Syrian boy sits in ambulance after Aleppo airstrikes reduce his home to rubble
Syrian boy sits in ambulance after Aleppo airstrikes reduce his home to rubbleScreenshot

Russia on Friday denied that one of its air raids hit a dazed and bloodied Syrian boy whose heart- wrenching photograph has drawn worldwide attention.

The defence ministry issued an official denial that it carried out a strike on eastern Aleppo on Wednesday evening when the images of four-year-old Omran were taken.

"The Russian planes operating in Syria never work on targets that are inside settled areas," ministry spokesman Igor Konashenkov said in a statement.

The photographer who shot the video for Aleppo Media Centre, a network of activists, told AFP he took the images after an air strike on Wednesday night hit the Qaterji neighbourhood in eastern Aleppo.
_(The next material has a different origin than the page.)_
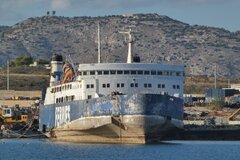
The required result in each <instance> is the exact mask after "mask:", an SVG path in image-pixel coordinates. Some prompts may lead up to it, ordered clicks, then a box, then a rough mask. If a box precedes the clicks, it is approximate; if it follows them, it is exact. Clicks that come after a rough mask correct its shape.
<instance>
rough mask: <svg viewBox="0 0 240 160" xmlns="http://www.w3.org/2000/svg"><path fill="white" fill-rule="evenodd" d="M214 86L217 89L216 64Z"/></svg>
mask: <svg viewBox="0 0 240 160" xmlns="http://www.w3.org/2000/svg"><path fill="white" fill-rule="evenodd" d="M214 86H215V89H217V65H216V64H215V71H214Z"/></svg>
Konashenkov said Qaterji was particularly out of bounds for Russian strikes because it adjoins two of the humanitarian corridors Moscow has opened for residents to flee.

He branded Western media reports on Omran as a "cynical exploitation" of the tragic situation in eastern Aleppo and "cliched anti-Russian propaganda".

He suggested the attack could have been carried out by rebels in Aleppo using homemade rockets to target roads close to the humanitarian corridors to undermine Russia's efforts.

He also suggested however that the area where Omran was may not have been bombed at all, citing footage of unbroken windows.

"If a strike really did take place," he said, it was not an aerial strike but either a gas cylinder "used in large quantities there by terrorists" or a mortar shell.

Russia said Thursday that its strikes by warplanes based in Iran hit areas held by the Islamic State jihadist group in Deir Ezzor province, the third day of raids from the Hamedan base.